Cleveland Edwards

Personal information
- Born: February 5, 1948
- Died: August 17, 2019 (aged 71)
- Listed height: 5 ft 10 in (1.78 m)

Career information
- High school: Fifth Avenue (Pittsburgh, Pennsylvania)
- College: Robert Morris (1967–1969); Pittsburgh (1969–1972);
- Position: Guard
- Coaching career: 1972–1995

Career history

Coaching
- 1972–1973: Farrell HS
- 1973–1975: Robert Morris (assistant)
- 1975–1980: Pittsburgh (assistant)
- 1980–1984: Bishop Gorman HS
- 1984–1990: UNLV (assistant)
- 1990–1993: Marshall (assistant)
- 1994–1995: UNLV (assistant)
- 1995: UNLV (interim HC)

Career highlights
- As assistant coach: NCAA champion (1990);

= Cleveland Edwards =

American basketball player and coach (1948-2019)

Cleveland Edwards (February 5, 1948 – August 17, 2019) was an American basketball player and coach.
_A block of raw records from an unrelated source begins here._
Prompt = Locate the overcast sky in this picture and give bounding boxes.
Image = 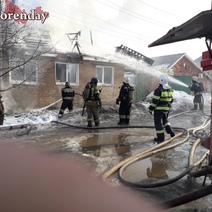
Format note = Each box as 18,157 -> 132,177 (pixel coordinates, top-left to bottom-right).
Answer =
20,0 -> 212,60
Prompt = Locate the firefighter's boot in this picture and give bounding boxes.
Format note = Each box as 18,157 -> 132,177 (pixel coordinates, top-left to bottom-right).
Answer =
154,134 -> 165,144
87,121 -> 92,127
118,118 -> 125,125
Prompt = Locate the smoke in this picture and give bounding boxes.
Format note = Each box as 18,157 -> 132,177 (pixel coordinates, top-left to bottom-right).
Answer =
17,0 -> 212,59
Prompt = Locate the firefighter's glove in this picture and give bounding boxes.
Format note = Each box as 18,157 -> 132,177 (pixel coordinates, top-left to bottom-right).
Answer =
116,98 -> 120,105
149,110 -> 153,115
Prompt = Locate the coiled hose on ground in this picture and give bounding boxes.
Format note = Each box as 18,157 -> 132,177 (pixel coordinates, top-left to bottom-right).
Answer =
52,111 -> 212,208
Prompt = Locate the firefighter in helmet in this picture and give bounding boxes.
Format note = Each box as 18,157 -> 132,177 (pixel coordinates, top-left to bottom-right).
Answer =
82,77 -> 102,127
116,77 -> 134,125
148,74 -> 175,143
58,82 -> 75,117
189,76 -> 204,111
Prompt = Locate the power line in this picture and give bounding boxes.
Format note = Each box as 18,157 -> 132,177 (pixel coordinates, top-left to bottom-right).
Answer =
95,0 -> 173,28
136,0 -> 186,20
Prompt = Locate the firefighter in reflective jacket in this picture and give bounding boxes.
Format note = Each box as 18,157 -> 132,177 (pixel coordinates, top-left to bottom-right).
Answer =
189,76 -> 204,111
83,77 -> 102,127
148,75 -> 175,143
116,77 -> 134,125
58,82 -> 75,117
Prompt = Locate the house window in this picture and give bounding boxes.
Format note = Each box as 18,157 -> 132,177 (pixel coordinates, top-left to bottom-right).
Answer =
55,62 -> 79,85
96,66 -> 113,86
10,60 -> 37,84
124,71 -> 136,86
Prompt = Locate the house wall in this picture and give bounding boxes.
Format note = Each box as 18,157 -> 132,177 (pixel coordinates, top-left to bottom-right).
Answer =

Edwards served as head coach at UNLV for 14 games during the 1994-95 season.

Edwards was an NBA scout for several NBA teams and an assistant coach for several teams including Robert Morris, Pittsburgh, UNLV, and Marshall, winning a national title as an assistant with UNLV in 1990. He played college basketball for Robert Morris and Pittsburgh.

==Playing career==
Edwards began his college basketball career in 1967, spending two years at Robert Morris until 1969, earning junior college All-America honors. In 1969, he transferred to Pittsburgh where he played until graduating in 1972. At Pittsburgh he finished his career with 243 points and 193 rebounds in 41 career games.

==Coaching career==
Edwards graduated from the University of Pittsburgh in 1972 and began his coaching career at Farrell High School. From 1973 to 1975, he was an assistant coach at Robert Morris University. From 1975 to 1980, Edwards was an assistant coach at Pittsburgh under head coach Tim Grgurich. From 1980 to 1984, Edwards coached at Bishop Gorman High School and in 1984 became an assistant coach at UNLV under head coach Jerry Tarkanian. Edwards was at UNLV when the team won the 1990 NCAA Division I tournament. After winning the NCAA title at UNLV as an assistant, Edwards became an assistant at Marshall from 1990-1993.

In 1994, Edwards returned to UNLV under new head coach Tim Grgurich. He was briefly head coach at UNLV for 14 games during the 1994–95 season while Grgurich was on medical leave.

==Post-coaching career==
Edwards left coaching in 1995 and became an NBA scout for 10 years for several NBA teams (Seattle SuperSonics, Portland Trail Blazers, Milwaukee Bucks, and Phoenix Suns) until his retirement in 2005.

In 2007, Edwards was inducted into the Robert Morris Athletics Hall of Fame.

==Death==
On August 17, 2019, Edwards died of kidney and heart failure.